Modeled after existing programs in Northern California, the Santa Cruz plan is designed to grant 20-year loans to homeowners for solar power and solar thermal installations
Northern California’s Santa Cruz County and the county seat, the City of Santa Cruz, this month approved a program designed to make solar installations affordable for its homeowners.
The plan has two names – the Energy Independence and Economic Stimulus Initiative, and the Santa Cruz Energy Efficiency Program – but one goal: encourage adoption of solar power by as many homeowners as possible.
The basic mechanism is simple. The program finances the installation of solar power and solar heat systems for homeowners who want them and then adds the cost of the loans, which have 20-year terms, to the homes’ property taxes.
Modeled after existing programs in nearby Berkeley and in Sonoma County, the Santa Cruz program will launch with the help of the Santa Cruz Community Credit Union, which will provide bridge loans to homeowners who want to begin installations immediately. Even though the bridge loans will be conventional financing products (not wrapped into property taxes), they can be grandfathered into the Energy Efficiency Program once appropriate solar financing districts have been set up.
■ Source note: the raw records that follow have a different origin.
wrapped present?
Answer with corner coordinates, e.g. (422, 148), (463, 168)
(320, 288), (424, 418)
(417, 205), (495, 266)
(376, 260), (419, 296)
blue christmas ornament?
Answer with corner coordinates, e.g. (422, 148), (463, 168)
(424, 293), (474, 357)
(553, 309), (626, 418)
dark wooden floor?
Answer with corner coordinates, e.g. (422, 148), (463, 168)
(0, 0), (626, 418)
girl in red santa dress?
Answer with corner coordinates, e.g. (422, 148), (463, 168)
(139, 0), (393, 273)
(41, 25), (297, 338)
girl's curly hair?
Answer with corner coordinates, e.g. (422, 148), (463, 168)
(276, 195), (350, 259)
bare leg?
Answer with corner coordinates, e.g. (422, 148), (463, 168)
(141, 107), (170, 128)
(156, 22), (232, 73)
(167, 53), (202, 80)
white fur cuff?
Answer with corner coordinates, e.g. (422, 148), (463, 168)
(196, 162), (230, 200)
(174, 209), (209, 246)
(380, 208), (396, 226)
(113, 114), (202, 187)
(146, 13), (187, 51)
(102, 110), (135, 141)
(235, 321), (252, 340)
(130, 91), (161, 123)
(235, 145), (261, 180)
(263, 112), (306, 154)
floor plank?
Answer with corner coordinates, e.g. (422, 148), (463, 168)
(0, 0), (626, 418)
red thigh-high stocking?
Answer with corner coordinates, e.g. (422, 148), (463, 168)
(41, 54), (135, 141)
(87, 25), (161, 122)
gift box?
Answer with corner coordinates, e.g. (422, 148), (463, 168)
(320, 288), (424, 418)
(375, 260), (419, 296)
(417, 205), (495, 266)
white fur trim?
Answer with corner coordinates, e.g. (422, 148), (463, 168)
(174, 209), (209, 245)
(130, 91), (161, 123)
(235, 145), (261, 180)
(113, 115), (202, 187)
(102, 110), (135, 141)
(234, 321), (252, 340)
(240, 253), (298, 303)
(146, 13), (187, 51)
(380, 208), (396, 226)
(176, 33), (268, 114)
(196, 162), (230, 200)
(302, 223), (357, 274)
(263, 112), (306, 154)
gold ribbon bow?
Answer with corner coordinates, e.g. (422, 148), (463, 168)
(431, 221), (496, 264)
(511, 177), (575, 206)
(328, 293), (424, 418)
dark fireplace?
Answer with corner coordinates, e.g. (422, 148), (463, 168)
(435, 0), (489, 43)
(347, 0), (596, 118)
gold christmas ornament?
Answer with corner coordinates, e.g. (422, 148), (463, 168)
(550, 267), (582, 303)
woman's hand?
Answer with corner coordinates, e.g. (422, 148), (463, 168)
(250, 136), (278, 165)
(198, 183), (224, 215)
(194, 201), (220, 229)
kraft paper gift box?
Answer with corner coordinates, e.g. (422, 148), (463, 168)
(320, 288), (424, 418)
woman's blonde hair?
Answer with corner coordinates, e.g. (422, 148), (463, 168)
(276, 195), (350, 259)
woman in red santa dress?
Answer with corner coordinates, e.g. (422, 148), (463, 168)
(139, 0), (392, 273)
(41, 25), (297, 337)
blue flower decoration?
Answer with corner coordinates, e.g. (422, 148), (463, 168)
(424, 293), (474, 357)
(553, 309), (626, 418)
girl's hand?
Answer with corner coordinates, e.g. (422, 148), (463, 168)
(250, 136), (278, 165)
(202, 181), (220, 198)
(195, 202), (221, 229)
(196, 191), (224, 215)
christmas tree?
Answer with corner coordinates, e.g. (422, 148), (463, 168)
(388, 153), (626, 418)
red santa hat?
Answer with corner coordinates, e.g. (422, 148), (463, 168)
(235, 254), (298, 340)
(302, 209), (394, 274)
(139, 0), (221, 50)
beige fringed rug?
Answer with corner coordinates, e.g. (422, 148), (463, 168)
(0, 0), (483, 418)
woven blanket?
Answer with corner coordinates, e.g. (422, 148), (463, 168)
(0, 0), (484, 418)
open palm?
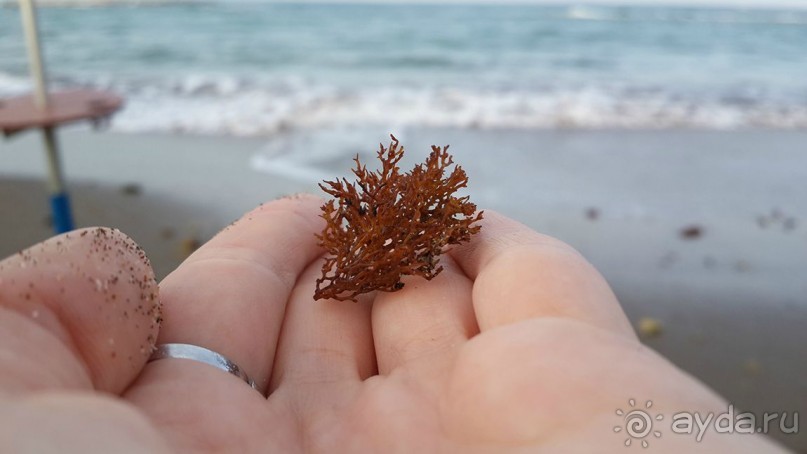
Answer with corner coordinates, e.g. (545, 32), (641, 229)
(0, 196), (774, 453)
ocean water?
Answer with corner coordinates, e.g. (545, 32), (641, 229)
(0, 2), (807, 137)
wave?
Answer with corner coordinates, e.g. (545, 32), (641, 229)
(0, 73), (807, 136)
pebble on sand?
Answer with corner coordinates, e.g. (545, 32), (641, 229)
(637, 317), (664, 339)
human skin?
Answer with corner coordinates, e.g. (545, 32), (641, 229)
(0, 196), (780, 453)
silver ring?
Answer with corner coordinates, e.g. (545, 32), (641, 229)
(149, 344), (260, 392)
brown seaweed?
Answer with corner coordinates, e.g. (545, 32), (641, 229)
(314, 136), (482, 301)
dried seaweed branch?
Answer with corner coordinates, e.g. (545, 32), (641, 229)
(314, 136), (482, 301)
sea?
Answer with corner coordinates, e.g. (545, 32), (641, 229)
(0, 1), (807, 137)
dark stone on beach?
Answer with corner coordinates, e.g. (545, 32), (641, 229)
(757, 216), (770, 229)
(160, 227), (177, 240)
(680, 225), (703, 240)
(120, 183), (143, 196)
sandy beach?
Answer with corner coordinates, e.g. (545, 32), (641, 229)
(0, 129), (807, 450)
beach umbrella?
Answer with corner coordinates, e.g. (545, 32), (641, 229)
(0, 0), (123, 233)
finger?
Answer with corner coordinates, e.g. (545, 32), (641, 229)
(140, 196), (321, 393)
(0, 391), (170, 454)
(373, 256), (479, 376)
(0, 228), (159, 393)
(271, 260), (376, 393)
(450, 210), (635, 336)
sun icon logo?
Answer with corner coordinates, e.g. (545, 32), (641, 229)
(614, 399), (664, 448)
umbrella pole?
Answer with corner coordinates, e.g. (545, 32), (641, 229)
(20, 0), (73, 233)
(42, 127), (73, 233)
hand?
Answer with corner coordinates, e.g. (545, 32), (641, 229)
(0, 196), (784, 453)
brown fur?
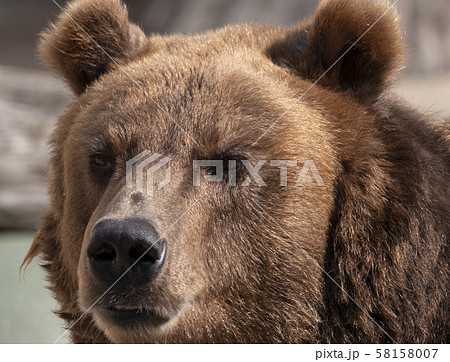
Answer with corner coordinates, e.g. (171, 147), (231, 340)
(26, 0), (450, 343)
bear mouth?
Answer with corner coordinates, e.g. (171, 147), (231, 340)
(99, 304), (170, 327)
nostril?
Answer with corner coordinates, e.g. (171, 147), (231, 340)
(93, 243), (116, 262)
(128, 243), (160, 263)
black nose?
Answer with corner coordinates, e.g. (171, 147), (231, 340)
(87, 219), (167, 285)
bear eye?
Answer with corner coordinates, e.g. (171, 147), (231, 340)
(90, 153), (115, 185)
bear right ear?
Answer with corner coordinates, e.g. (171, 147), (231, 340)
(39, 0), (145, 95)
(267, 0), (404, 102)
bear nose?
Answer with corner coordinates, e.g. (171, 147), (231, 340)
(87, 219), (167, 286)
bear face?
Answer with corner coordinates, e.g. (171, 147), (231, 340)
(27, 0), (449, 343)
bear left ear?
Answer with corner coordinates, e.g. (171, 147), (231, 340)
(268, 0), (404, 102)
(39, 0), (145, 95)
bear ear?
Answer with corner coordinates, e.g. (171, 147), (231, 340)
(268, 0), (404, 102)
(39, 0), (145, 95)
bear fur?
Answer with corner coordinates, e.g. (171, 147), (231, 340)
(24, 0), (450, 343)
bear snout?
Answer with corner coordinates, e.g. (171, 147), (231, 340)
(87, 219), (167, 287)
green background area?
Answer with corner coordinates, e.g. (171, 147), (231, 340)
(0, 232), (68, 343)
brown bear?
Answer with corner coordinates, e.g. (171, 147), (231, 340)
(25, 0), (450, 343)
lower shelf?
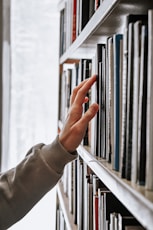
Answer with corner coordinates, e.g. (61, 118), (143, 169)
(57, 181), (78, 230)
(78, 146), (153, 230)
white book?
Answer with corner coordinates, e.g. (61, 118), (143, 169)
(146, 10), (153, 190)
(131, 21), (141, 183)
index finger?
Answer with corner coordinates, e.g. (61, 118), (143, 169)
(74, 75), (97, 105)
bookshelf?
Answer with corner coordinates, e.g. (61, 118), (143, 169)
(57, 0), (153, 230)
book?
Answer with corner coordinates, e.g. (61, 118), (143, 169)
(118, 213), (139, 230)
(137, 25), (148, 185)
(125, 225), (145, 230)
(120, 14), (147, 180)
(97, 44), (106, 158)
(72, 0), (77, 42)
(112, 34), (123, 171)
(131, 21), (142, 183)
(105, 37), (114, 162)
(146, 10), (153, 190)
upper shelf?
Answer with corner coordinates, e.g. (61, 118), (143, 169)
(78, 146), (153, 230)
(60, 0), (153, 64)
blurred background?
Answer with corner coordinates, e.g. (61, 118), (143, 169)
(0, 0), (59, 230)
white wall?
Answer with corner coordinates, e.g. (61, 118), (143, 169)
(5, 0), (59, 230)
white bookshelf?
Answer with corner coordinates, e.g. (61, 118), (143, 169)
(58, 0), (153, 230)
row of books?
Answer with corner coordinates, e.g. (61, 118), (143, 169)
(60, 10), (153, 190)
(61, 157), (144, 230)
(56, 204), (67, 230)
(60, 0), (102, 55)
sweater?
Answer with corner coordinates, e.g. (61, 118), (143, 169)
(0, 136), (77, 230)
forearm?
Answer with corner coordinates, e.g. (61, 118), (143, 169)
(0, 136), (76, 229)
That process is expected to be completed later this year.
As noted in a recent story in the Good Times Weekly, the program was organized by Ecology Action, a nonprofit environmental consultancy, in collaboration with local officials, the credit union, and installers such as Independent Energy Systems, one of the major installers in the region.
Ecology Action estimates that if a little more than 1,800 homes went solar, the county would easily meet state requirements to return to 1990 levels of carbon emissions by 2030.
The economic benefits to the region could be significant, Colin Clark, program specialist for Ecology Action, told Good Times. If all forms of energy efficiency improvements are accounted for, he said, $2.32 would enter the local economy for every dollar spent on energy efficient projects. And if the pilot program evolves into a full-fledged, permanent program, as planners hope, employment will grow as the local solar industry expands.